Em março, no meio de uma crise entre Planalto e Câmara, o presidente da Câmara, Rodrigo Maia (DEM-RJ), usou a semelhança entre os projetos para criticar publicamente Moro. Ele chamou o projeto do ex-juiz de “copia e cola” da proposta do ministro Alexandre de Moraes.

O pacote já era alvo de pressões no Congresso e por isso foi apresentado sendo repartido em três projetos. Um com alterações no Código Penal, que prevê o plea bargain; o segundo tipificando crime de Caixa 2; e um terceiro determinando que o julgamento de crimes comuns conexos ao processo eleitoral seja realizado pela Justiça comum.

Os acordos nos EUA e na Alemanha

Esse modelo de negociação em processos criminais tem origem no sistema jurídico americano. Nos EUA, a maior parte dos processos criminais não chega a ir a julgamento, são resolvidos com acordos.

Já na Alemanha, por exemplo, esse tipo de acordo é aplicado de forma diferente dos EUA. Os dois países diferem sobre como o crime praticado pode ser negociado, explica o advogado alemão Uriel Möller, doutor e pesquisador de direito penal que estuda acordos na Justiça.

“Na Justiça alemã, o fato não pode ser negociado. Por exemplo, um crime de latrocínio não pode ser tratado como roubo por promotoria e acusados. Isso seria uma distorção não apenas da Justiça, mas da verdade. Nos EUA se discutem os fatos”, diz Möller, que ainda cita que na proposta brasileira não fica claro se o tipo de crime pode ou não ser negociado.

Incluído na legislação alemã desde 2009, o “plea bargain” foi confirmado quatro anos depois pelo Tribunal Constitucional. Isso não impediu que o modelo de encerramento de processos por negociação não sofresse críticas.
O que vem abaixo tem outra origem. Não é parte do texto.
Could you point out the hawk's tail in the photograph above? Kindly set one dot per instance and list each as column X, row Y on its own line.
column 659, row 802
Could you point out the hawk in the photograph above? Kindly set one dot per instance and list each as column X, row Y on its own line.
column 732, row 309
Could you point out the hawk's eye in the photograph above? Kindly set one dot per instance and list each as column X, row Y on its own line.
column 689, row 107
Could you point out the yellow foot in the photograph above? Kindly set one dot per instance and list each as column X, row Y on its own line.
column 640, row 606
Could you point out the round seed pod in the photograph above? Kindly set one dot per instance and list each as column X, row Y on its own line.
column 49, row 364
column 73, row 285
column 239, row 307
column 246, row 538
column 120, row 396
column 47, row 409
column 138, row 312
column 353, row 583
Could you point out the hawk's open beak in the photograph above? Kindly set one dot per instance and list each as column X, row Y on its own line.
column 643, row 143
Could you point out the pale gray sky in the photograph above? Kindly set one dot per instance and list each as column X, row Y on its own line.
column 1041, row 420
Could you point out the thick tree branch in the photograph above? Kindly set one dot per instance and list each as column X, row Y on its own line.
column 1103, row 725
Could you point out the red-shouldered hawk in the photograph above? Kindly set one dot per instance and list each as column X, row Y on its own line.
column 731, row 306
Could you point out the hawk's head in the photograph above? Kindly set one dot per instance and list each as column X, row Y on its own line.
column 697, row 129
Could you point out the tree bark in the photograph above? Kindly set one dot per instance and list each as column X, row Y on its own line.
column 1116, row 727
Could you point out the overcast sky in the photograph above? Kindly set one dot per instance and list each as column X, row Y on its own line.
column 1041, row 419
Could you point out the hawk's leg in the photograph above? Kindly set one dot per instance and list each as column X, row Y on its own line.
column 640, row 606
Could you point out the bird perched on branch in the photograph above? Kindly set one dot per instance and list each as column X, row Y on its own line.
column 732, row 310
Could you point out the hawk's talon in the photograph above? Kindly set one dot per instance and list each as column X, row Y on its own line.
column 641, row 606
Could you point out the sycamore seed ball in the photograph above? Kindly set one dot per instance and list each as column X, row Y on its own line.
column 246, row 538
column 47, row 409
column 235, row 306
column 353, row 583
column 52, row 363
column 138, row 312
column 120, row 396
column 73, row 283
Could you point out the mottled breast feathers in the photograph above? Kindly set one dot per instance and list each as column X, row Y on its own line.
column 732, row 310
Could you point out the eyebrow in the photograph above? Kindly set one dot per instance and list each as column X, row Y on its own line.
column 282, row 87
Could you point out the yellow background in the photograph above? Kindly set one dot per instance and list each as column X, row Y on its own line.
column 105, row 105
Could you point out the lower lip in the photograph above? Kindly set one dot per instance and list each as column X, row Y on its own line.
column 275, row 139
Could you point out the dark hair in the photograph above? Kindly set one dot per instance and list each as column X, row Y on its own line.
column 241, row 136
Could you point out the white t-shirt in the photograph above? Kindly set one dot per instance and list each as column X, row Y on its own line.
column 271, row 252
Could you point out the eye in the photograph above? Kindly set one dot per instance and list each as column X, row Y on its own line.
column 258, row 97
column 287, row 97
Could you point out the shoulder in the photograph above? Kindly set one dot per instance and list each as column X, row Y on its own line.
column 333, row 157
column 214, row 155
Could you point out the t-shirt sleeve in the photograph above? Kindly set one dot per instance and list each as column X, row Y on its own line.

Em 2014 a Justiça do estado da Baviera fez um acordo com o então chefão da Fórmula 1, Bernie Ecclestone, acusado de subornar o funcionário de um banco num negócio sobre a venda dos direitos comerciais da modalidade. Ele pagou multa de 100 milhões de dólares e ficou livre de acusação e qualquer outro tipo de punição.

Na época, a ex-ministra da Justiça da Alemanha Sabine Leutheusser-Schnarrenberger chegou a chamar o caso de “descaramento”. A idade avançada de Ecclestone, então com 83 anos, e a dificuldade de obter provas concretas do suborno fizeram a promotoria optar por um acordo. Para juristas e opinião pública, a multa não serviu de pena ao bilionário.

Críticas a esse modelo e também a falta de controle sobre os acordos fizeram com que o Ministério da Justiça da Alemanha iniciasse uma ampla pesquisa com juízes, promotores, advogados e sociedade sobre o “plea bargain”. Desde junho de 2018, pesquisadores de três universidades alemãs (Düsseldorf, Frankfurt e Tübingen) coletam material de entrevistas e analisam juridicamente como acordos em casos criminais são aplicados. A coordenação da pesquisa informou à DW que os primeiros resultados devem ser divulgados em junho do ano que vem.